Agora segue uma informação prática para vocês, caros leitores: o uso crônico da maconha nos causa o que chamamos de ‘síndrome amotivacional’ e é capaz de reduzir nosso nível de inteligência.
A síndrome amotivacional (1) é um estado de redução da energia e da vontade, da capacidade de atenção e julgamento e da habilidade de comunicação. Nesta situação, o usuário começa a desenvolver grande prejuízo nas suas habilidades sociais e de trabalho devido a um quadro de introversão e baixa motivação para encarar novos desafios e aprendizados, situação bastante similar à depressão. Estudos mostram que o uso persistente da maconha pode causar quadros importantes de depressão e ansiedade, irritabilidade, ataques de pânico e, inclusive, comportamentos impulsivos como tentativas de suicídio (2–4).
Além disso, o uso crônico da maconha, especialmente quando iniciado antes do final do desenvolvimento cerebral (que ocorre perto dos 21 anos de idade), pode levar a uma redução significativa do nível de inteligência. Pessoas que começaram o uso de maconha na adolescência e que permaneceram usando por anos podem ter em média 8 pontos a menos no coeficiente de inteligência (Q.I.) em comparação a não-usuários da droga. (5)
Portanto, para mim, maconha é uma ‘droga pesada’ sim. E para você?

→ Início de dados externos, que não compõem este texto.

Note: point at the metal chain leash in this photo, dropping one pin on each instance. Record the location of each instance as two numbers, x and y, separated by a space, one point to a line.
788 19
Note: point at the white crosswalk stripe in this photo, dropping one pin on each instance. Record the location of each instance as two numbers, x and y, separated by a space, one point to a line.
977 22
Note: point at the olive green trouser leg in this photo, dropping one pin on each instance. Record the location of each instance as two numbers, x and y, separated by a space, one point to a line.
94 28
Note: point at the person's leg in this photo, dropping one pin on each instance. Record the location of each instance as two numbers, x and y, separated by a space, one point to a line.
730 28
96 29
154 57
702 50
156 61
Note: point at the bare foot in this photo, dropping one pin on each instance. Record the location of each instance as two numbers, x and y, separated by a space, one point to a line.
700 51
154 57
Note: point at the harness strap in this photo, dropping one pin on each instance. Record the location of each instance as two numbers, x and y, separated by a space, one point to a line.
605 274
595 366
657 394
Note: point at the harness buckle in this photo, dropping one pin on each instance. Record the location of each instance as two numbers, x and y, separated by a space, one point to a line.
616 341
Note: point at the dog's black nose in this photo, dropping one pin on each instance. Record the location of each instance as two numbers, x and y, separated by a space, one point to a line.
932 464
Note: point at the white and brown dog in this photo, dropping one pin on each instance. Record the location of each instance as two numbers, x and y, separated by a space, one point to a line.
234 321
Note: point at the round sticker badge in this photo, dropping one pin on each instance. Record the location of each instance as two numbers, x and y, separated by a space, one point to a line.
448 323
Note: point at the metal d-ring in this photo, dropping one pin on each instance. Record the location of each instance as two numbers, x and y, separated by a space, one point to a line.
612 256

Para o Eduardo, que antes de começar seu tratamento comigo não sabia de tudo isso, a maconha era só uma plantinha que o ajudava a relaxar. Mas, depois de entender o que realmente a maconha significa, pôde rever seu uso e entender que existem maneiras melhores de lidar com sua ansiedade.

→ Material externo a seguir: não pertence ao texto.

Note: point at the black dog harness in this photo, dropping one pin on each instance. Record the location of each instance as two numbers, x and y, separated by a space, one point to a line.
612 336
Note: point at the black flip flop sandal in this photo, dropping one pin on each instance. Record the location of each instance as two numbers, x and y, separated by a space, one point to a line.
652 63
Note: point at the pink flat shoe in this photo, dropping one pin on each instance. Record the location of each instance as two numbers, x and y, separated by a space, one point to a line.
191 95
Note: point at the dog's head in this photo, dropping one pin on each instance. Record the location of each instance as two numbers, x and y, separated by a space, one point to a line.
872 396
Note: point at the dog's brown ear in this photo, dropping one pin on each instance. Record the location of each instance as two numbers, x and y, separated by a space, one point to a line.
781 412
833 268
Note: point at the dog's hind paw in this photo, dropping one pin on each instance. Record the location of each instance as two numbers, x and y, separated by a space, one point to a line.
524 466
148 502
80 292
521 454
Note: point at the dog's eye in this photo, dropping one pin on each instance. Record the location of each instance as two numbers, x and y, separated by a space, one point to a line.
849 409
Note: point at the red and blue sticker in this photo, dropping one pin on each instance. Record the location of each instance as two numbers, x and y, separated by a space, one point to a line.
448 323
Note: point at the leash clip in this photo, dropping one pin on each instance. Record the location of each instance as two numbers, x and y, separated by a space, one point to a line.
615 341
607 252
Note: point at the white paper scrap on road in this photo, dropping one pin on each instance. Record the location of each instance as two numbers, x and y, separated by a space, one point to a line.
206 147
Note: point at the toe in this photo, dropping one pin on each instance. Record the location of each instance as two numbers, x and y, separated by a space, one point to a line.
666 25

O uso de maconha por anos pode nos ajudar a entender o porquê de Eduardo não ter concluído a faculdade, nunca ter conseguido trabalhar, não saber identificar seus desejos e nunca ter conseguido se emancipar da família. Mas quero fazer uma pontuação importante: se desde muito novo ele precisava da maconha para se sentir tranquilo, significa que existe algo anterior ao uso que o causava mal-estar psíquico, e é aí que um processo terapêutico deve chegar.

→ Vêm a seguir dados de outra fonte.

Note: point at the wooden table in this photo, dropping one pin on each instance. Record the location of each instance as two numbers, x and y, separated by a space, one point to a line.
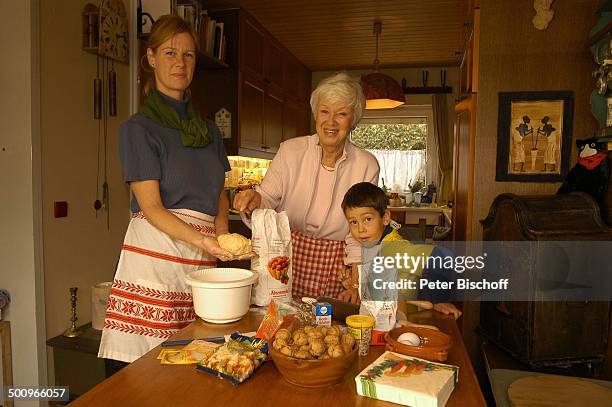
148 383
411 214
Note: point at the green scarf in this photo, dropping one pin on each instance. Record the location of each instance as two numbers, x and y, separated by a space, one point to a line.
194 132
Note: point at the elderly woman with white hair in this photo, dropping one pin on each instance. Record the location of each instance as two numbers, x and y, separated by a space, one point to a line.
308 179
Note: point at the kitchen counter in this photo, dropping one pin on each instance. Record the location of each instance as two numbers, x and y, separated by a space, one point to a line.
148 383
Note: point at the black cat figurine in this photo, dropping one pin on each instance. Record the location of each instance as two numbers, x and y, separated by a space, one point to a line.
591 172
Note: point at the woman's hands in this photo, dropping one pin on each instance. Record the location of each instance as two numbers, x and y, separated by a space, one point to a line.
351 295
211 245
447 308
247 201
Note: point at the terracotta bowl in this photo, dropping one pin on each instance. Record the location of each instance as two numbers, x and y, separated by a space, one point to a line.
434 344
313 373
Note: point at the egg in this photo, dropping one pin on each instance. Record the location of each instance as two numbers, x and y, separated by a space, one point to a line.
409 338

Muito ainda temos para conversar por aqui. A experimentação de drogas e os comportamentos adictivos são fenômenos complexos e multicausais, ou seja, não existe uma única e simples explicação para eles. Mesmo assim, muitas informações e dados de realidade que não são disseminados pela grande mídia e pelas ações públicas de comunicação podem nos ajudar a compreendê-los. Continue nos lendo por aqui. Seguimos juntos nessa caminhada.
Referências
- Brook J, Richter L, Rubenstone E. Consequences of adolescent drug use on psychiatric disorders in early adulthood. Ann Med. 2000;(14):401–7.
- Brook JS, Richter L, Whiteman M, Cohen P. Consequences of adolescent marijuana use: incompatibility with the assumption of adult roles. Genet Soc Gen Psychol Monogr.1999;125(2):193–207.
- Behrendt S, Wittchen HU, Höfler M, Lieb R, Beesdo K. Transitions from first substance use to substance use disorders in adolescence: Is early onset associated with a rapid escalation? Drug Alcohol Depend. 2009;99(1–3):68–78.
- Gobbi G, Atkin T, Zytynski T, Wang S, Askari S, Boruff J, et al. Association of Cannabis Use in Adolescence and Risk of Depression, Anxiety, and Suicidality in Young Adulthood A Systematic Review and Meta-analysis. Jama Psychiatry. 2019.
- Odgers CL, Caspi A, Nagin DS, Piquero AR, Slutske WS, Milne BJ, et al. Is it important to prevent early exposure to drugs and alcohol among adolescents? Psychol Sci. 2008;19(10):1037–44.